Сегодня Кобылу «танцует» Чебурашка. Верзила с рябым лицом и оттопыренными ушами. Чебурашку боятся и уважают. Через какой-нибудь год ему дадут срок за ограбление магазина канцелярских принадлежностей.
Кобыла и Чебурашка раскачиваются в центре танцплощадки с демонстративно равнодушными лицами. Нам с Ритой Кобыла кажется довольно старой. Наверное, ей целых двадцать, а может, все двадцать два.
К двадцати годам девушка в нашем городе должна была обладать статусом невесты, а к двадцати двум нянчить как минимум первенца.
Не достигшие этой планки считались лежалым товаром и особого уважения не вызывали. Вот и Кобыла. Она была довольно старой, к тому же определенно ничьей, и все-таки нечто бесконечно влекущее было в этой ее долговязой фигуре и манере танцевать, не двигаясь с места. С козьим равнодушием на бесцветном лице, с огромными накладными ресницами на фиолетовых веках.
Кобыла была старой и вызывала смешанное чувство жалости и восхищения.
Однако с уходом ее танцплощадка будто бы замирала, пустела – дальнейшее теряло всякий смысл, – и даже поданный «на закуску» «карл-сон» мало кого вдохновлял.

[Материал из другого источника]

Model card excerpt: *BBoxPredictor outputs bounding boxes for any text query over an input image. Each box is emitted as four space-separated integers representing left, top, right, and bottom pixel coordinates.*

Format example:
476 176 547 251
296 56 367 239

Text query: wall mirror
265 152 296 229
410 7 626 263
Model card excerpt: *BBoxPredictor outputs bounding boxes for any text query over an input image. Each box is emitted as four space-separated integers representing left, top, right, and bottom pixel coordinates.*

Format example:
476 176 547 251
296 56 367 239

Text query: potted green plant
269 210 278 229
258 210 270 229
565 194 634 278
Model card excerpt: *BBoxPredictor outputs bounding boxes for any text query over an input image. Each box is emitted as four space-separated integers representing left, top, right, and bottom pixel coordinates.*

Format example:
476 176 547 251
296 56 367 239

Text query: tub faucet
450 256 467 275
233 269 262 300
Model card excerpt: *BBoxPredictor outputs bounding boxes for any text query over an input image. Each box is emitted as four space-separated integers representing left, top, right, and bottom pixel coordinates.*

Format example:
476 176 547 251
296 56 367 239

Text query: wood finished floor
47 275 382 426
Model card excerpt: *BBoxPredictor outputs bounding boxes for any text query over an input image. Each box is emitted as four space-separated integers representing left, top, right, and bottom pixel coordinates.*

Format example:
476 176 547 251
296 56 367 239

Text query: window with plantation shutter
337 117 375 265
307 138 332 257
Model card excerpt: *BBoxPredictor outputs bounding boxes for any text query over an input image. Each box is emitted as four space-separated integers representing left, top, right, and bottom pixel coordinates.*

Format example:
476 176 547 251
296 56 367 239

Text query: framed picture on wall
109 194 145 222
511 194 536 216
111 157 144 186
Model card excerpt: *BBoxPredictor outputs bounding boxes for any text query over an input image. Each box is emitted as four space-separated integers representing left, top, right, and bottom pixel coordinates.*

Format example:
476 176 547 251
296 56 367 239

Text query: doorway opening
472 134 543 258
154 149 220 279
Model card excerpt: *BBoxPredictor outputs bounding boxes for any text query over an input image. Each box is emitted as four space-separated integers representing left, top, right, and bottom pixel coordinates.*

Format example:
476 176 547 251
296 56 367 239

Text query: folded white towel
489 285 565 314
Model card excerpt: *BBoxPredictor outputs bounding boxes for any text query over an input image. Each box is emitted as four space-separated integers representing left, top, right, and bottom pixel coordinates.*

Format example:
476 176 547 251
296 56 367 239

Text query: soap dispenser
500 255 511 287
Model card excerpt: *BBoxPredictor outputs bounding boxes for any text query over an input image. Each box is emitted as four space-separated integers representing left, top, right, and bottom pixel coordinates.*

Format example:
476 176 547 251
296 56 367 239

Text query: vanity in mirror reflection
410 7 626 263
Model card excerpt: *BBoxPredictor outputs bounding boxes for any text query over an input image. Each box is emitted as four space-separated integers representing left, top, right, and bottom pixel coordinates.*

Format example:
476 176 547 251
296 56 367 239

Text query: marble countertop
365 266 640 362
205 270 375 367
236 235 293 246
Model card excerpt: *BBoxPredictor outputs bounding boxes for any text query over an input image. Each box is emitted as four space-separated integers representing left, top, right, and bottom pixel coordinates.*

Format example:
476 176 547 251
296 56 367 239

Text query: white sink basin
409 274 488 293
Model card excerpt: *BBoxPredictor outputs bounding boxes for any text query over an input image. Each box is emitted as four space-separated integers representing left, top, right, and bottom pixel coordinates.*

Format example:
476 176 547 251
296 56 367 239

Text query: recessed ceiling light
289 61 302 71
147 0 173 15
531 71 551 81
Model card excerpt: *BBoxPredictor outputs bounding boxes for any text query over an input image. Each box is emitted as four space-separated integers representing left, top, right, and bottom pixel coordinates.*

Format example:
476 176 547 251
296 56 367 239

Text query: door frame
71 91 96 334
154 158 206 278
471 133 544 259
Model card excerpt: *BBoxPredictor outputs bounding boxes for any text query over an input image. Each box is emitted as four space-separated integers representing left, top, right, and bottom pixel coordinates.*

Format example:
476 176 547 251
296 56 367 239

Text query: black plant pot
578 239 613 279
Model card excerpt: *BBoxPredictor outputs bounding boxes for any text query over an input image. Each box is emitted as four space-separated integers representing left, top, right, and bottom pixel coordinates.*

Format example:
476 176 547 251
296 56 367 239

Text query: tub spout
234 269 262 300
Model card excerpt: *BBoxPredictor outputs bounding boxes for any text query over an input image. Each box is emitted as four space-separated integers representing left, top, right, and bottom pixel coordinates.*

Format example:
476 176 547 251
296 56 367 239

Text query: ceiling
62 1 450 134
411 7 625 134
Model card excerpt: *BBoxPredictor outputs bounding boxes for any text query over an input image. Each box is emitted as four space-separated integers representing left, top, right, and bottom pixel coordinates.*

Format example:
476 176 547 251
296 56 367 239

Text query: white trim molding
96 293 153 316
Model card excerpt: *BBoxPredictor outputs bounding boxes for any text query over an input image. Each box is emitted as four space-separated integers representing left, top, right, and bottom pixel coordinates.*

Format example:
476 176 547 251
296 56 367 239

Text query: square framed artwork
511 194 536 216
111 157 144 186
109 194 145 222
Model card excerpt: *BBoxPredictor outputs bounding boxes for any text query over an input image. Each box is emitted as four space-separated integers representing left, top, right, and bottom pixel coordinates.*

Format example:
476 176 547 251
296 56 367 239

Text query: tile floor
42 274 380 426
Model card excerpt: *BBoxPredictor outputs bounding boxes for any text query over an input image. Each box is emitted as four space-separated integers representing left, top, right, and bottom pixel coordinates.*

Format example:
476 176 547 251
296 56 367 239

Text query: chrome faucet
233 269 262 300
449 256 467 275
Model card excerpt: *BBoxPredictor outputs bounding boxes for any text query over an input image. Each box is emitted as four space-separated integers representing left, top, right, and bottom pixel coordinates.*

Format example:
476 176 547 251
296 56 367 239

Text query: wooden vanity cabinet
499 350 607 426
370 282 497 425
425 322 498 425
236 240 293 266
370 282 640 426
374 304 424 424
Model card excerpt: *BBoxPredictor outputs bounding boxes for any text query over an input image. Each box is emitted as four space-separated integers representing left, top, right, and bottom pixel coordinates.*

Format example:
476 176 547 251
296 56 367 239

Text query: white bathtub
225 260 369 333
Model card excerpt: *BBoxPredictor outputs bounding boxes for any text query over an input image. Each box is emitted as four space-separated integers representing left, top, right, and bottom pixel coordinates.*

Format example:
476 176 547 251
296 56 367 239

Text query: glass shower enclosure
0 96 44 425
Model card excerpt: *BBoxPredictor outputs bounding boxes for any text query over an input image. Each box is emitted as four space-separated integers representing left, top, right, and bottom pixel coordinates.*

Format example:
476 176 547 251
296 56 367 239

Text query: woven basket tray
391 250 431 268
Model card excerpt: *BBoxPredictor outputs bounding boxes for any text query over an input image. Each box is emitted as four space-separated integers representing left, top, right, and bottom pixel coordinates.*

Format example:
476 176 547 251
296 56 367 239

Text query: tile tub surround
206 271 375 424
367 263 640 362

Лишь некоторые дожидались официального завершения «танцев» – допустим, такие, как я, давно и безответно влюбленные в таких, как бледный гитарист с жидкими прядями вдоль скул. У гитариста было имя, абсолютно тривиальное – Вася или Коля, – но мне оно казалось волшебным – таким же, как и длинные худые пальцы, брюки-клеш ослепительно канареечного цвета и рыжие тупоносые ботинки на танкетке.

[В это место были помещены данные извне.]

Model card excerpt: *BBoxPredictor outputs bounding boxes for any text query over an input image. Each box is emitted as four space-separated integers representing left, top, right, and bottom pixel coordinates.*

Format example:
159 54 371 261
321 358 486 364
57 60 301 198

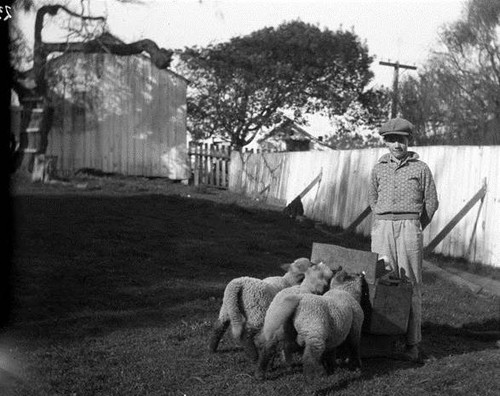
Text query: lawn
0 177 500 396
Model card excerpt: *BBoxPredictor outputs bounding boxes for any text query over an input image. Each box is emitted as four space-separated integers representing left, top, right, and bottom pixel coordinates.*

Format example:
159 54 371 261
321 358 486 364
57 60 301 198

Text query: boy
369 118 438 361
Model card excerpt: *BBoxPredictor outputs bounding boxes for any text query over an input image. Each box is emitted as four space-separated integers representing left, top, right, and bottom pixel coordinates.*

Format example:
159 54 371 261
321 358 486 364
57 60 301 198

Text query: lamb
255 271 364 380
209 258 313 360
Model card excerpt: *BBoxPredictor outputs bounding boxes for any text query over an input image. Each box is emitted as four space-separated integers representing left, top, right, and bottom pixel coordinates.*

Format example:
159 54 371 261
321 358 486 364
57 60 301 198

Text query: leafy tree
401 0 500 144
181 21 372 149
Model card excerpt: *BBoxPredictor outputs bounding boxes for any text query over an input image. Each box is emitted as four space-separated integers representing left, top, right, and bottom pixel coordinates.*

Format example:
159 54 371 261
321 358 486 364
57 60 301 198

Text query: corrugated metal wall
47 54 189 179
229 146 500 267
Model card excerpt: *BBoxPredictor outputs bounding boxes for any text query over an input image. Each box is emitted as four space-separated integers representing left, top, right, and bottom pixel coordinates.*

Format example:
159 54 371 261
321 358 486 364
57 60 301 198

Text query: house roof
258 116 333 148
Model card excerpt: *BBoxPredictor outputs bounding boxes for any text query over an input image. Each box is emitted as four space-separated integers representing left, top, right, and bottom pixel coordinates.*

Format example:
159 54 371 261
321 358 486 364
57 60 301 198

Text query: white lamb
209 258 313 360
255 271 364 380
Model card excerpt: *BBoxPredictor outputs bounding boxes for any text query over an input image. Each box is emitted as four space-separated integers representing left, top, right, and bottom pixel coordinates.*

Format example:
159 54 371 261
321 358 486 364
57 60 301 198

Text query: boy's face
384 135 409 159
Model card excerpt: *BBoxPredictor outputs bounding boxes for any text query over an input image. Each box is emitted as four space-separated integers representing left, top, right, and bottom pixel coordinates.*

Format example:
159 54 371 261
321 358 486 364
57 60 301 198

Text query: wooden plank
297 169 323 199
311 242 386 284
424 182 486 254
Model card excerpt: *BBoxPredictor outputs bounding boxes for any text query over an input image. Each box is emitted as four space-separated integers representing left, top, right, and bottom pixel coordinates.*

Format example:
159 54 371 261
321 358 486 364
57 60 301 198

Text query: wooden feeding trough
311 243 412 357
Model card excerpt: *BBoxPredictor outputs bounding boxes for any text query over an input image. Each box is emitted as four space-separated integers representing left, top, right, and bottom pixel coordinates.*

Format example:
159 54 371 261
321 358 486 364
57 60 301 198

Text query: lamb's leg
302 342 325 381
208 320 230 352
255 341 277 380
241 330 259 362
347 331 361 370
322 348 337 375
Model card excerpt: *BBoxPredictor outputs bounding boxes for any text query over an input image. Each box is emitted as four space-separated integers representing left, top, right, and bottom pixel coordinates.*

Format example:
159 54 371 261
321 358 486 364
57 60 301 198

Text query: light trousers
371 218 423 345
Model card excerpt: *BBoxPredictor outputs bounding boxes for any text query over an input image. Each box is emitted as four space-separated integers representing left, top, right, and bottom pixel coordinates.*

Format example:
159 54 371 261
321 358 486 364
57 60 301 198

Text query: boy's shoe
402 345 423 363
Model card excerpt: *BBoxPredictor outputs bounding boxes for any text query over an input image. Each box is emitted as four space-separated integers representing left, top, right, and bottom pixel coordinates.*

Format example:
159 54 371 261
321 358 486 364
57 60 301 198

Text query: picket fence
229 146 500 267
188 142 231 189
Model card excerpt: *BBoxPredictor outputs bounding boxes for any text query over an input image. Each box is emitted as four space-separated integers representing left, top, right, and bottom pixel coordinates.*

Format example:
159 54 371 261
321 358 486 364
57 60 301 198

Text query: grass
0 178 500 396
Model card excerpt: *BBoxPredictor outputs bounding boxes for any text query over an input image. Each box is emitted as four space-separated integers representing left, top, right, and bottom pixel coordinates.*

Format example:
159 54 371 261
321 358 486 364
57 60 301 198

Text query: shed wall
47 54 189 179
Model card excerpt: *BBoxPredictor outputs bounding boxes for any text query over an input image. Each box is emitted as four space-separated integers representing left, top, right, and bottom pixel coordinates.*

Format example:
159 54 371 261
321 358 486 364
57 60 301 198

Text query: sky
18 0 464 87
15 0 465 135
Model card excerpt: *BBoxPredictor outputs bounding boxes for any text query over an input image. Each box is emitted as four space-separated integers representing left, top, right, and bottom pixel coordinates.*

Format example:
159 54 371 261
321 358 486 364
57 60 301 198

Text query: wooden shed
46 44 190 180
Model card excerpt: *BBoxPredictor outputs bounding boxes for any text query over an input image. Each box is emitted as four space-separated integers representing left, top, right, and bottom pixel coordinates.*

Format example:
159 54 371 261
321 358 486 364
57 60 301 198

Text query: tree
180 21 372 149
401 0 500 144
11 0 173 171
14 4 173 99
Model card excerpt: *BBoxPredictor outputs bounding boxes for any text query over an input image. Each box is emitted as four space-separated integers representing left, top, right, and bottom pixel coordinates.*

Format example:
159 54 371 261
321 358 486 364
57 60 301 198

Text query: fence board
188 142 231 189
229 146 500 267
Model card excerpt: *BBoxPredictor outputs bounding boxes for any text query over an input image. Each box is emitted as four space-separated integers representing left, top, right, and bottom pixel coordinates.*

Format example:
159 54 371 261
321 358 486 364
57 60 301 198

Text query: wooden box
365 282 413 335
311 242 387 284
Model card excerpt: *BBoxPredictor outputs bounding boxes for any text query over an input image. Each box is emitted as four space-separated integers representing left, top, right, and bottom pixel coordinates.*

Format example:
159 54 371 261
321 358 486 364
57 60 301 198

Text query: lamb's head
301 262 333 294
281 257 313 286
330 269 365 302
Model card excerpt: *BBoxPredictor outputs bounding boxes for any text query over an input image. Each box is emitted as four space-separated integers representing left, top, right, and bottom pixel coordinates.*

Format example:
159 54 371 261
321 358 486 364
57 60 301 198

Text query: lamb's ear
280 263 292 272
291 257 313 273
334 269 347 283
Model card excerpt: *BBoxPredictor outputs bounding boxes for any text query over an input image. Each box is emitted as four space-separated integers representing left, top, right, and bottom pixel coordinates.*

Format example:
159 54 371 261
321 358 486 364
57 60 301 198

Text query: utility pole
379 61 417 118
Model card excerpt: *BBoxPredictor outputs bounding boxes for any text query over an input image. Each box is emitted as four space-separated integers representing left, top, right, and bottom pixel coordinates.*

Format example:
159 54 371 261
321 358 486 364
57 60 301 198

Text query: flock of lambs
209 258 365 381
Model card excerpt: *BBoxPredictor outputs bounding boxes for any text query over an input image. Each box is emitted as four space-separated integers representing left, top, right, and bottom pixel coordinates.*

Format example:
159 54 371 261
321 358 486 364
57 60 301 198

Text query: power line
379 61 417 118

На танцы я бегала исключительно «по делу». Обожать издалека, с каждым днем становясь все ближе и ближе к объекту любви, – ах, иногда мне казалось, что я так же загадочна и прекрасна, как Кобыла, – особенно когда на площадке почти никого не оставалось и мне удавалось исполнить сольную партию перед сценой. После очередного номера я бросала пламенный взгляд на светящуюся в темноте фигуру гитариста, но он по-прежнему смотрел куда-то мимо меня, мимо танцующих, стоящих, прикуривающих, смеющихся…
– Напрасно ты так машешь руками, – ухмыльнется Рита, – занят твой гитарист, занят, возможно, даже почти женат…
Женат. Какое странное слово, уничтожающее самый смысл обожания. Чарующую неизвестность. Женат. Закреплен навеки. Наверное, по взаимной и страстной любви. Потому и смотрит вдаль, не отвлекаясь…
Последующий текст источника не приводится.